BRADENTON, Fla. - A Bradenton family is sending a desperate plea for their 22-year-old soldier, missing from his base at Ft. Carson in Colorado Springs since March 17.
Classmates at Manatee High School, Mason Van Kuiken and his best friend, Will Vitiello, joined the U.S. Army together as soon they graduated.
Just months after finishing boot camp, Spc. Van Kuiken learned he'd soon deploy to Afghanistan.
"He said, 'I can do it. I'm a warrior. I can do it,'" his mother, Dru Love, remembered.
Van Kuiken's confidence helped calm Love's fears, but she says, his second deployment was different.

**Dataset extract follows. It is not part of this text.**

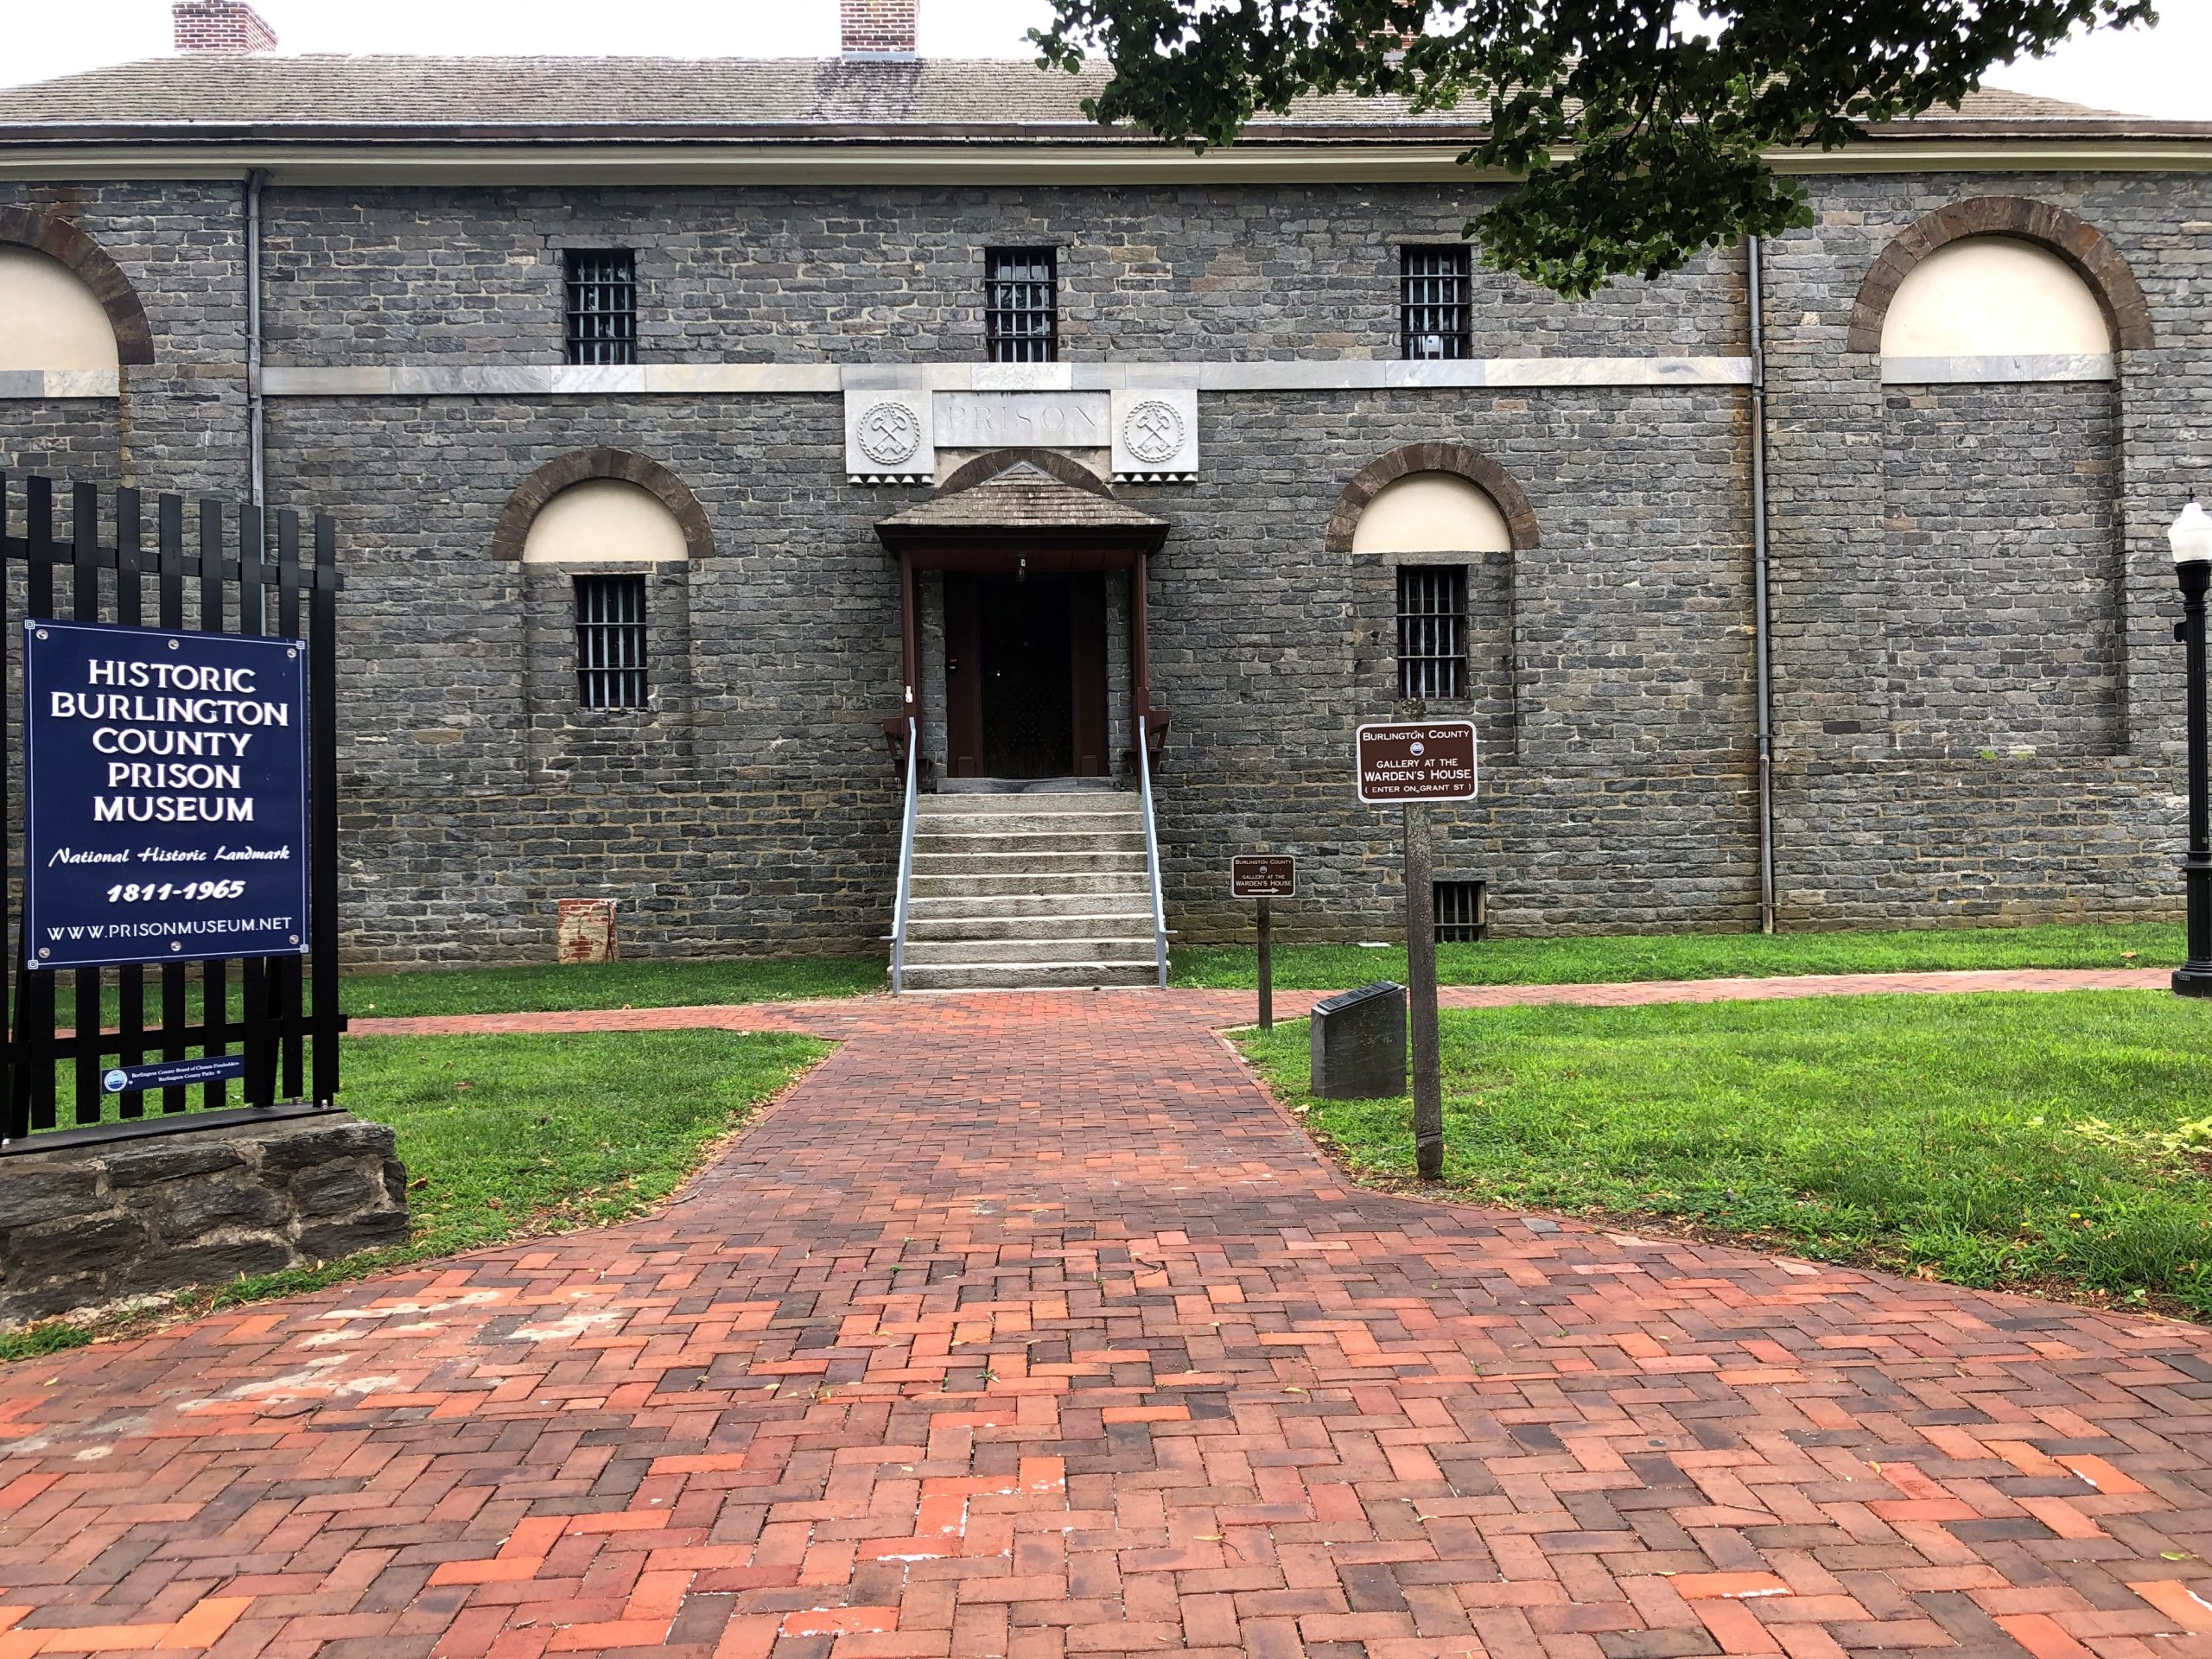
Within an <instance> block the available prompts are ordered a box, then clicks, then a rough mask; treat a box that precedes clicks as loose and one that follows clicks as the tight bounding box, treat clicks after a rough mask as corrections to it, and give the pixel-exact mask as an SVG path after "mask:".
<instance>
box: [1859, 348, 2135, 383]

She remembers one mission specifically, when Van Kuiken spent 10 days in the mountains. During the day, he'd lay land mines. After sunset each night, the Taliban approached.
"It would glow and all night they would hear the screaming of these people," she said. "It was the first time in his life I remember him saying he was afraid."
When Van Kuiken, 22, returned for Christmas last year, the once happy prankster and loving husband wouldn't go outside to get mail without a gun.
One night, his wife, Lacey, found him huddled up in the shower, refusing to move. He feared sleeping in his bedroom and refused to wear his uniform.
"He just said, 'I can't. When I wear my uniform, people talk to me and I just don't want to talk about it,'" Love said.
According to Love, Ft. Carson placed Van Kuiken on PTSD watch. He spent several days painting barracks until he took an unauthorized trip to visit Vitiello at Ft. Hood. On his return, a deputy arrested him during a traffic stop, discovering assault weapons in his trunk.
Van Kuiken was last seen by a bail bondsman's employee buying a bus ticket back to Colorado and disappeared.
"We just want him home. We want to know that he's safe," Love cried.
Van Kuiken never admitted to PTSD, even though 10-20% of today's combat vets suffer from it. His mother, however, has no doubt that war drove her son's disappearance.
Today, his 2nd wedding anniversary, Van Kuiken is considered AWOL.
He may face a court martial and lose all of his benefits, even if his family still calls him a hero.
"Sometimes these soldiers just fall off. Well, somebody needs to catch them," Love said. "He could've done anything and he didn't. He went and he served."